Young isn’t the first to denounce digital and acclaim analog. Legions of self-proclaimed audiophiles have lamented the loss of vinyl LPs since digital CDs first appeared in the 1970s. Likewise, legions of people who grew up talking for hours on old-fashioned analog telephones hate talking on digital cellphones now. For decades, there has been a deep-set conflict between those who claim analog has some ineffable “presence” missing in digital versus those with technical know-how who can explain how analog and digital actually work. In essence, the producers of digital tech claim it is flawless, while the most sensitive consumers claim it is awful. They can’t both be right.

There is a truism that technology often fails to live up to its promise. But utterly failing at its central task is something else. Car buyers don’t claim cars fail to move and shoe wearers don’t claim shoes cut their feet. Yet consumers and especially producers of the most spiritual and emotional human communication — music — routinely say digitization destroys emotion.

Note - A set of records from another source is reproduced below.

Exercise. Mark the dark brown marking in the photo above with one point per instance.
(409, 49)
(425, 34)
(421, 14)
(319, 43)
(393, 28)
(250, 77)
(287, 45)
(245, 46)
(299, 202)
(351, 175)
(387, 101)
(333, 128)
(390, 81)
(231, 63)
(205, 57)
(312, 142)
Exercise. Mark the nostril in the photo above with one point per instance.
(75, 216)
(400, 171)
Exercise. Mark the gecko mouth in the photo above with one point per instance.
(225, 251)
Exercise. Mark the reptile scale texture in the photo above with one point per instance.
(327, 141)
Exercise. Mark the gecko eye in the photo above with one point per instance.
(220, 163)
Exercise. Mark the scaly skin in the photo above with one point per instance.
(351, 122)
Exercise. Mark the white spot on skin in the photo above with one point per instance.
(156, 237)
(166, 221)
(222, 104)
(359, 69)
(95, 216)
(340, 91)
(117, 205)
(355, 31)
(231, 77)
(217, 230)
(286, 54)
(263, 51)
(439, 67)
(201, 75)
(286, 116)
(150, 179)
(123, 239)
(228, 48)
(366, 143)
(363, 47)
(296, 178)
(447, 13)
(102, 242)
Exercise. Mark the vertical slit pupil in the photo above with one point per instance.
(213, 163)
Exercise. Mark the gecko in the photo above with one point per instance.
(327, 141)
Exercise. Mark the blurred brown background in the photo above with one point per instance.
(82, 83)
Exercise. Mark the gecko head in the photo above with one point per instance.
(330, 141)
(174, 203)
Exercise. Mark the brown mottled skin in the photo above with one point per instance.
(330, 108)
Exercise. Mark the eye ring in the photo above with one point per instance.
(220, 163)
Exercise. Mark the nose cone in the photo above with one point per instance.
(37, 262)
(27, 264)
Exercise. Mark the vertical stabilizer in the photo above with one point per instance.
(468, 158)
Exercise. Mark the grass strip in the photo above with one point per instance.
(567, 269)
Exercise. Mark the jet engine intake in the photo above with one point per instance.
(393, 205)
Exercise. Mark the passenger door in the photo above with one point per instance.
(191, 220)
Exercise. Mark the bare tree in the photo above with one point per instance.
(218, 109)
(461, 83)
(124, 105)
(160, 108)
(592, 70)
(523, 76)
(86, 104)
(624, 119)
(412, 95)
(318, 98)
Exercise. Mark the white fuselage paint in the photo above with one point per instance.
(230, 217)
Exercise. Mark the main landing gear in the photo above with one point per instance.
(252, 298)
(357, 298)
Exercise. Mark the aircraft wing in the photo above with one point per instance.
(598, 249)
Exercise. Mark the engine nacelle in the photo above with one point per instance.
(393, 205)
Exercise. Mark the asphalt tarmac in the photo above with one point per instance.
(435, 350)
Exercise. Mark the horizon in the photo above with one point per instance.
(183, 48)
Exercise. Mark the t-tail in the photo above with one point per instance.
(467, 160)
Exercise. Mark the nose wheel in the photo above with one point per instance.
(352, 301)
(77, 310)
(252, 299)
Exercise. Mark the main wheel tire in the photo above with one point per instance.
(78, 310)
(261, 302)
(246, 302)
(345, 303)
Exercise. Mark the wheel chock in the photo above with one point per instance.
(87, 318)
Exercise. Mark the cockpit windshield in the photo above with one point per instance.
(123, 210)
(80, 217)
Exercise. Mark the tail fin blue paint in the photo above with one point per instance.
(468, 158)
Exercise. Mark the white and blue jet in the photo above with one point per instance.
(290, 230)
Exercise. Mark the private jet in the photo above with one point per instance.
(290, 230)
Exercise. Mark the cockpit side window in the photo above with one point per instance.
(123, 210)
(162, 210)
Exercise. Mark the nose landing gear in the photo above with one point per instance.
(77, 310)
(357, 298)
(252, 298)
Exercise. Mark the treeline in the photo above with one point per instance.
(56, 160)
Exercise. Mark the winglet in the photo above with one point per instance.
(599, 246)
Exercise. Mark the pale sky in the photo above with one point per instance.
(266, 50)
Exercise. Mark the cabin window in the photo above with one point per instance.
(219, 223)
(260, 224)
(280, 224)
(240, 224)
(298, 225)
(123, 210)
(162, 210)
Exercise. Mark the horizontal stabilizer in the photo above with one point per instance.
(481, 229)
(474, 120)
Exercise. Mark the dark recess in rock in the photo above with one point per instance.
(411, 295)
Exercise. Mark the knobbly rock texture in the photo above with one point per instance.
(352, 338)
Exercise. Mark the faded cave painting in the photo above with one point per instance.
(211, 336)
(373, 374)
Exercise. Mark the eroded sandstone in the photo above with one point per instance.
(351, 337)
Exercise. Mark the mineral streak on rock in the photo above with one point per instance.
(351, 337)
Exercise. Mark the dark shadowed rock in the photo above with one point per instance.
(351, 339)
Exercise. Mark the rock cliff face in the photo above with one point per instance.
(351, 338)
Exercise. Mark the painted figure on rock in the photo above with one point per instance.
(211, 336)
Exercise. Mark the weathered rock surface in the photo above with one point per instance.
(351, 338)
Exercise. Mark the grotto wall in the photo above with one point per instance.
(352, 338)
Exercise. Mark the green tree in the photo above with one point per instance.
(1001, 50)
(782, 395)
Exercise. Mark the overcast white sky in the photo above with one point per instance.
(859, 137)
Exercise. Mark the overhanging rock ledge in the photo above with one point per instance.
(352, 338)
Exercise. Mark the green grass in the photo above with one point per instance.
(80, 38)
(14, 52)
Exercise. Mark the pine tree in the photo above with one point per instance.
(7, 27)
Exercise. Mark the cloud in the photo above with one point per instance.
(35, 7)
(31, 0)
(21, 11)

For those to whom emotion matters, this problem is bigger than cars or shoes. Science needs to get emotion right, and sound is in the way.

What Ordinary People Say

Since we’re talking about everybody’s emotions, not just Neil Young’s, let’s look at the spectrum of reaction to his interview. About half of commenters agreed with him, often saying lyrical things like, “In analog music, you can hear ‘subtle differences,’ so voices and instruments ‘sound more natural,’ even ‘glorious,’ with more ‘color,  ‘depth,’ and ‘beauty.’” Other readers wrote, “Just because one cannot hear or discern the missing info doesn’t mean it does not exist and that poor “audio quality leads to ‘listener fatigue.’”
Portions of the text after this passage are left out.